Für den Zoologen Rudolf Geigy hingegen, der sich gerne als «Freund der Gliederfüssler» bezeichnete, war der Aufbau des Tropeninstituts, neben der intensiven Lehrtätigkeit, eng mit der Erforschung tropischer Krankheiten und deren Übertragung durch Insekten und Zecken auf den Menschen verbunden. Schon im ersten Geschäftsbericht von 1944 gab er zu Protokoll: «Unser ganzes Unternehmen kann nur auf dem Boden aktiver Forschung gedeihen.»
Auch wenn diese an der Frontlage scheiterte, folgten bald darauf intensive Expeditionen mit Feldforschungen zur Übertragung parasitärer Infektionen wie der Malaria, Schlafkrankheit oder Bilharziose auf den Menschen.
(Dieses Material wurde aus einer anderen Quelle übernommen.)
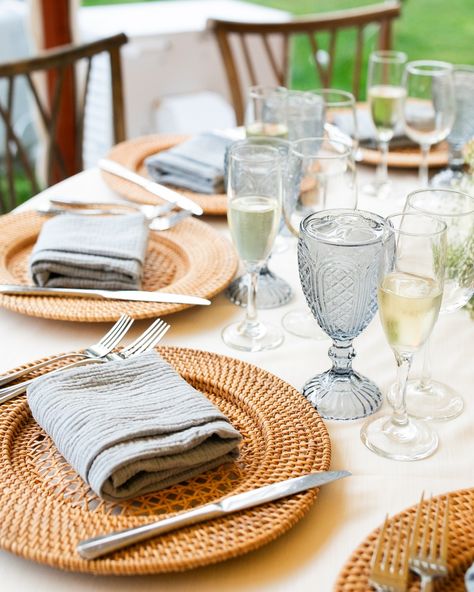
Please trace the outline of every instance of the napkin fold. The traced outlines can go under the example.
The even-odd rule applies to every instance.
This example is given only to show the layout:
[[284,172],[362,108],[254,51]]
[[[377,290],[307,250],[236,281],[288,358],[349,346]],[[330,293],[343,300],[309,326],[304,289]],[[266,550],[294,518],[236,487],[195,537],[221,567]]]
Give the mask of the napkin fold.
[[140,214],[61,214],[41,229],[30,257],[38,286],[136,290],[140,288],[148,226]]
[[224,154],[232,139],[207,132],[149,156],[145,165],[158,183],[176,185],[197,193],[224,191]]
[[59,452],[107,500],[163,489],[239,453],[225,415],[154,351],[45,375],[27,396]]

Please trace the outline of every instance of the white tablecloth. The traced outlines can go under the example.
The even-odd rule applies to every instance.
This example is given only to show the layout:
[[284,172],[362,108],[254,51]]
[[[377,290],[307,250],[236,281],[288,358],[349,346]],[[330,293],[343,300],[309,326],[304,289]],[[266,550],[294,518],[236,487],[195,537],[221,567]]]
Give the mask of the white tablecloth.
[[[371,174],[372,170],[362,169],[360,184]],[[416,186],[416,177],[410,172],[391,176],[395,181],[394,196],[386,202],[361,198],[361,209],[382,214],[400,211],[404,196]],[[53,194],[83,199],[116,197],[98,171],[92,169],[45,191],[27,207]],[[226,232],[224,219],[207,221]],[[285,312],[303,306],[294,245],[275,255],[271,267],[291,282],[296,293],[295,300],[286,307],[261,312],[262,319],[279,323]],[[196,307],[167,317],[172,330],[164,343],[241,358],[297,388],[329,366],[329,341],[305,340],[288,334],[283,346],[273,351],[245,354],[230,350],[221,341],[220,332],[240,315],[242,310],[221,294],[210,307]],[[145,326],[146,321],[137,322],[133,334]],[[86,346],[97,340],[104,329],[102,324],[48,321],[0,310],[0,371]],[[386,390],[395,377],[395,364],[377,317],[355,340],[355,347],[355,368]],[[434,456],[413,463],[384,460],[360,442],[362,420],[327,422],[332,468],[348,469],[353,476],[324,486],[309,514],[287,534],[260,550],[187,573],[131,578],[65,573],[0,552],[0,588],[15,592],[329,592],[353,549],[383,521],[386,513],[415,504],[422,491],[438,494],[474,486],[473,347],[474,321],[465,312],[440,319],[434,332],[433,368],[438,379],[463,393],[466,408],[456,420],[436,425],[440,448]]]

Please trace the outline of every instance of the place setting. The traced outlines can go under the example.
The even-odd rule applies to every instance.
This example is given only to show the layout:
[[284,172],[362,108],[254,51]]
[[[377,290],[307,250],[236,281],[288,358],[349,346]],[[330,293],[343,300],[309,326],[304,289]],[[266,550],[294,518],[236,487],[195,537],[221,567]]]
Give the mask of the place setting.
[[[20,148],[7,101],[14,174],[33,155],[44,189],[0,216],[12,350],[0,373],[0,562],[26,560],[42,589],[48,568],[51,592],[91,576],[140,590],[133,576],[145,575],[197,592],[230,581],[473,589],[474,66],[441,48],[439,59],[398,50],[395,1],[345,13],[318,21],[322,45],[309,17],[210,20],[235,119],[220,125],[216,101],[201,120],[203,98],[181,97],[188,133],[169,131],[170,110],[169,122],[154,113],[165,131],[127,135],[128,40],[99,45],[114,139],[88,161],[83,115],[75,174],[59,156],[63,75],[48,82],[49,111],[34,91],[54,136],[44,163],[39,139]],[[374,14],[380,37],[363,48]],[[333,76],[341,23],[357,30],[351,81]],[[309,41],[314,83],[294,69],[294,34]],[[46,55],[55,64],[62,51]],[[259,54],[273,82],[252,66]],[[2,207],[12,179],[0,178]],[[105,592],[112,579],[94,582]]]

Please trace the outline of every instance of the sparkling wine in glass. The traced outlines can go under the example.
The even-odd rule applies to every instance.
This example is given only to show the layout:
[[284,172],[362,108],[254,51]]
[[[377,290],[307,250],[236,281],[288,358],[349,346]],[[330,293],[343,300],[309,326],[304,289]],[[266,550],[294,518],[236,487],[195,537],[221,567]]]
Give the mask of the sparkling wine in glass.
[[[441,313],[465,306],[474,294],[474,197],[453,189],[421,189],[407,197],[406,212],[434,216],[446,224],[446,272]],[[408,413],[421,419],[448,420],[463,410],[461,395],[433,380],[429,343],[420,378],[408,381]]]
[[455,118],[453,66],[447,62],[409,62],[404,72],[405,133],[420,145],[420,185],[428,186],[428,156],[433,144],[445,140]]
[[259,270],[273,246],[281,218],[282,157],[271,146],[238,142],[228,154],[227,196],[232,241],[248,277],[245,319],[222,332],[224,342],[244,351],[278,347],[283,335],[257,318]]
[[426,423],[408,417],[406,384],[413,355],[428,340],[438,318],[444,285],[446,224],[425,214],[389,216],[379,269],[380,321],[398,367],[388,402],[391,415],[376,416],[361,438],[373,452],[393,460],[418,460],[438,447]]
[[390,191],[387,169],[388,147],[397,124],[402,121],[405,97],[402,77],[406,60],[406,54],[401,51],[374,51],[369,57],[367,98],[381,160],[375,183],[367,187],[366,191],[377,197],[387,197]]

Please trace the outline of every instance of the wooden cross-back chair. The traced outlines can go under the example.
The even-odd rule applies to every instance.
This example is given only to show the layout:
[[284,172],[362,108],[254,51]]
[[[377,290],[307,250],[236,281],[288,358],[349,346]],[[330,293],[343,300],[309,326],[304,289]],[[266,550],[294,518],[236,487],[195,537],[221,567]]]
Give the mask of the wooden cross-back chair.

Die Szenarien, die Ende der 1940er-Jahre der Schweiz eine düstere Zukunft prophezeiten, wurden durch die bald darauf einsetzende Hochkonjunktur Lügen gestraft. Nicht nur, dass der Bund nicht länger zur Auswanderung aufforderte, auch die Basler Tropenschule, die so verheissungsvoll angepriesene Tropenklinik und die Vorbereitungskurse für Leben und Arbeit jenseits des Äquators, verloren aus Mangel an Interessentinnen und Interessenten an Bedeutung.
Das Schweizerische Tropeninstitut hingegen, erlebte durch Rudolf Geigy, der diesem während 30 Jahren seinen Stempel aufdrückte – sowie durch die Weitsicht seiner Nachfolger – einen kontinuierlichen Aufschwung. Heute ist das Schweizerische Tropen- und Public Health-Institut mit 950 Mitarbeiterinnen und Mitarbeitern getreu seinem Leitsatz Making the world a healthier place in 130 Ländern aktiv.